OK. Apologies for the tone of this message, but I'm really, really annoyed right now. I know that DROD is a labor of love and a huge project, but the bugs and the subsequent bugfixes have been so godawful terrible that I'm slowly starting to
hate the game, and I really don't want to do that.
Here's what happened: having installed the 3.0.2 r2 patch, I got tired of not being able to export a hold with speech. (As I noted elsewhere, I already lost significant work in this hold by deleting an NPC by accident, and then being unable to import his speech from the backup I'd exported.)
So I saved all of the scripts with speech in them manually, exported the hold, uninstalled DROD, and reinstalled DROD 3.0 from scratch. Imported my player file, imported my hold.
The upshot:
* Just clicking on a room with scripting in it--not even opening it for editing, just selecting it in the main screen of the editor--produces 1,223 identical errors in drod.err:
Assertion error in line 2230 of .\Character.cpp: "eCommand < CCharacterCommand::CC_Count"
along with, of course, 1,223 error beeps. (That was pleasant.) That could be something like one error per line of scripting in that room.

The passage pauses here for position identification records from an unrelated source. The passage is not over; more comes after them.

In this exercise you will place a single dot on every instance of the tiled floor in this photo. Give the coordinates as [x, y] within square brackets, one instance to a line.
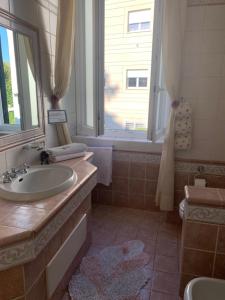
[114, 225]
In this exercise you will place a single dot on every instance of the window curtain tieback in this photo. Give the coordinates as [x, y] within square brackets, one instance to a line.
[55, 101]
[175, 104]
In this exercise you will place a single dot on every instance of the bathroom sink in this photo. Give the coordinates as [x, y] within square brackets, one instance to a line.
[39, 182]
[204, 288]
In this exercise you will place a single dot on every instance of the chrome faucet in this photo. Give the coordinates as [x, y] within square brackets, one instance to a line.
[8, 176]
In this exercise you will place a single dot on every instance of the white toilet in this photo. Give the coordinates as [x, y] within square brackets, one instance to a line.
[181, 208]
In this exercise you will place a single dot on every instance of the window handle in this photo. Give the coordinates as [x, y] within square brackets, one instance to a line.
[158, 89]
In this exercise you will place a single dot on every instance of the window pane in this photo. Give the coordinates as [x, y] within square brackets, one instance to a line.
[133, 27]
[139, 15]
[145, 25]
[143, 82]
[127, 68]
[132, 82]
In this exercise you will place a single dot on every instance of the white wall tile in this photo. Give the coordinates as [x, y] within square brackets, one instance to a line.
[2, 162]
[214, 17]
[213, 41]
[195, 18]
[4, 4]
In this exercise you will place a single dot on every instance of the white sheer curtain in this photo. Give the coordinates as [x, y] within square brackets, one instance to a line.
[63, 59]
[174, 18]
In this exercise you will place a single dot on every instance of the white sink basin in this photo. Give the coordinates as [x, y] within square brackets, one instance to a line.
[39, 182]
[204, 288]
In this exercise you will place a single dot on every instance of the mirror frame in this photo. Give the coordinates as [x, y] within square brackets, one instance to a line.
[13, 23]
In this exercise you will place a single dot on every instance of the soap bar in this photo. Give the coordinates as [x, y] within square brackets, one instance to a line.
[200, 182]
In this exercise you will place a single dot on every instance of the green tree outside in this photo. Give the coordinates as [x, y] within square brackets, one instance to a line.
[8, 83]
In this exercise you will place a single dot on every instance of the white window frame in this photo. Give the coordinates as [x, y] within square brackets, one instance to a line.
[137, 79]
[154, 133]
[139, 23]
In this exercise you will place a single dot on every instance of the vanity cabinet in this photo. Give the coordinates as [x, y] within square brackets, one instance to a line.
[37, 263]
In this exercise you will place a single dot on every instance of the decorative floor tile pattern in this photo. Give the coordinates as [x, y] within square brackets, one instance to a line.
[115, 225]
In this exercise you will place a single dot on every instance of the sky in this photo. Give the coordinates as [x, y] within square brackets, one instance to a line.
[4, 42]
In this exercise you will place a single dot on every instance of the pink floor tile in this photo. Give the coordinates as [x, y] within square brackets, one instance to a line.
[115, 225]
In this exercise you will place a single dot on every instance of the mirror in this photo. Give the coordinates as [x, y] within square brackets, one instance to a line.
[20, 88]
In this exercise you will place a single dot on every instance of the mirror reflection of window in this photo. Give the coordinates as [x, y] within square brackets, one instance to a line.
[18, 90]
[28, 83]
[9, 108]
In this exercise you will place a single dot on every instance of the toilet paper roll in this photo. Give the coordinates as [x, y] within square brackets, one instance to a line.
[200, 182]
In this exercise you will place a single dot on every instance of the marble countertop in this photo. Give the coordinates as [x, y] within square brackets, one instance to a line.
[22, 220]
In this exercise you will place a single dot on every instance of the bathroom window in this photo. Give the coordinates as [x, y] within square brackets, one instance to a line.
[120, 88]
[137, 78]
[139, 20]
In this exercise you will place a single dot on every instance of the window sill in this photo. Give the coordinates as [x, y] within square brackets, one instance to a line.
[120, 144]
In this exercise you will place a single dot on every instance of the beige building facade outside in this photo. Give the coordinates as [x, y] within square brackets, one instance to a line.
[128, 52]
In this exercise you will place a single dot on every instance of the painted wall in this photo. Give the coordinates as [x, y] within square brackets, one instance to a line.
[203, 78]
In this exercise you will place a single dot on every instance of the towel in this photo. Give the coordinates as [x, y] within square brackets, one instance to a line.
[183, 142]
[103, 161]
[183, 110]
[66, 156]
[67, 149]
[183, 126]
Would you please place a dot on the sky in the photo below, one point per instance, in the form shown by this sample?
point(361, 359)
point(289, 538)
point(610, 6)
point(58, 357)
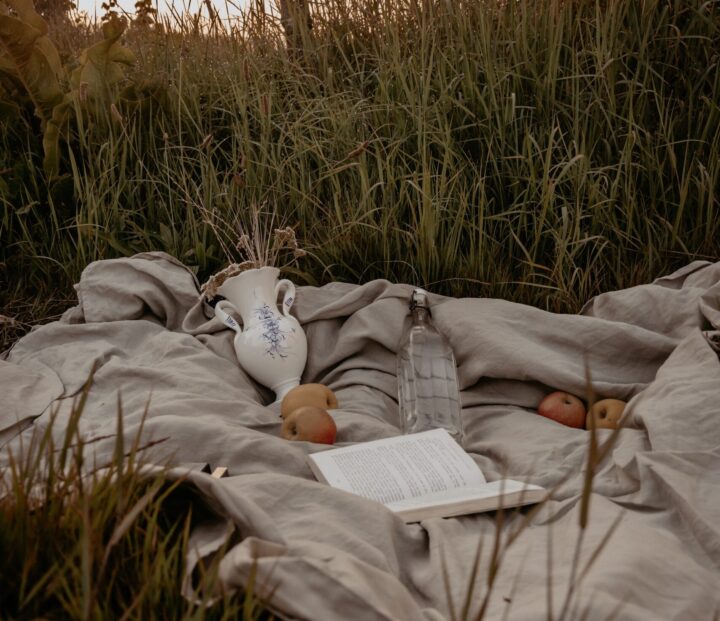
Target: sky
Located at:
point(231, 6)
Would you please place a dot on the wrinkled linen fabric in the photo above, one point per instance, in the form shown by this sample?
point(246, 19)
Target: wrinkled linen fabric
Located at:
point(326, 554)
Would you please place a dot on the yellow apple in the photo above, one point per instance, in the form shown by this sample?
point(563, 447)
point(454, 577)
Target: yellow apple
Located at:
point(311, 424)
point(318, 395)
point(605, 414)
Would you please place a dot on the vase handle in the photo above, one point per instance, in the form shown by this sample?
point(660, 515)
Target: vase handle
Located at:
point(288, 296)
point(225, 317)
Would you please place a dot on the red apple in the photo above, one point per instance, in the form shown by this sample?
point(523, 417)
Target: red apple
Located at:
point(318, 395)
point(311, 424)
point(605, 414)
point(562, 407)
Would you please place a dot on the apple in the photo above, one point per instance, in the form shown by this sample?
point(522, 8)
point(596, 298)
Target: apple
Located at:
point(311, 424)
point(562, 407)
point(605, 414)
point(318, 395)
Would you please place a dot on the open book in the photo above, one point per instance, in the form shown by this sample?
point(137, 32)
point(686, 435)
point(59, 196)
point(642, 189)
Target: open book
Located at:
point(419, 476)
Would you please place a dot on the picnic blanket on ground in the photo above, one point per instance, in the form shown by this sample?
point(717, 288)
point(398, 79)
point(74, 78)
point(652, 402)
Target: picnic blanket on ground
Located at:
point(327, 554)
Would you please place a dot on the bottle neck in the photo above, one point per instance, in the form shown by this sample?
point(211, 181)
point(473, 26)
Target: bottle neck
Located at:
point(420, 316)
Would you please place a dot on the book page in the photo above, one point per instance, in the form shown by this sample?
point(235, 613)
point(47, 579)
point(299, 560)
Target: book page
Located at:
point(399, 468)
point(488, 491)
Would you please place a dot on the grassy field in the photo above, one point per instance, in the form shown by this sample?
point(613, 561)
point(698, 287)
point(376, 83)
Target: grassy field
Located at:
point(538, 151)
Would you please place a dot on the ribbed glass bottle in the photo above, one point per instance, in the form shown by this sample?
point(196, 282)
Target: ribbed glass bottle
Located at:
point(428, 393)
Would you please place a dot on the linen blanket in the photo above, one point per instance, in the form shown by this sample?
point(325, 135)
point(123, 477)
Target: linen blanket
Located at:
point(326, 554)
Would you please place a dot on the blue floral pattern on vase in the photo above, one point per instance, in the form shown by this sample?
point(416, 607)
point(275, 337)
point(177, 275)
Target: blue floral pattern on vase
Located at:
point(272, 334)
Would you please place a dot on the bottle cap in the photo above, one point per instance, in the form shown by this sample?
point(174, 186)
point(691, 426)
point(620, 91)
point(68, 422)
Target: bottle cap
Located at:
point(418, 299)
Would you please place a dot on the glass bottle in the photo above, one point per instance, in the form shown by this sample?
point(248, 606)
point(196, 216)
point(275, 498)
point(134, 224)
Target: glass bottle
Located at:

* Every line of scripting in the hold seems to be gone. Or perhaps invisible? Clicking on a character with scripting--which is, let me tell you, no fun, given the number of error beeps I have to go through just to get to one--suggests that the lines of script are "
there"
in some sense. For instance, see the attached image: even though nothing displays (and, I should note, nothing runs--I think it's producing
Assertion error in line 1604 of .\Character.cpp: "!"Bad CCharacter command"" when it does, though there are so many errors in the drod.err at this point that I'm not sure what produced what), you can see that I can select the "
commands"
. That particular character, which I know to have had a seven-line script, has seven of those empty script lines.
The upshot? From where I'm sitting, it looks like I just lost--if the count I get from the number of lines in drod.err is correct--about 18,000 lines of scripting. You can see, perhaps, why I'm a little bit annoyed by this.
Is there a solution? Or am I going to have to recreate 18,000 [censored] lines of scripting from memory?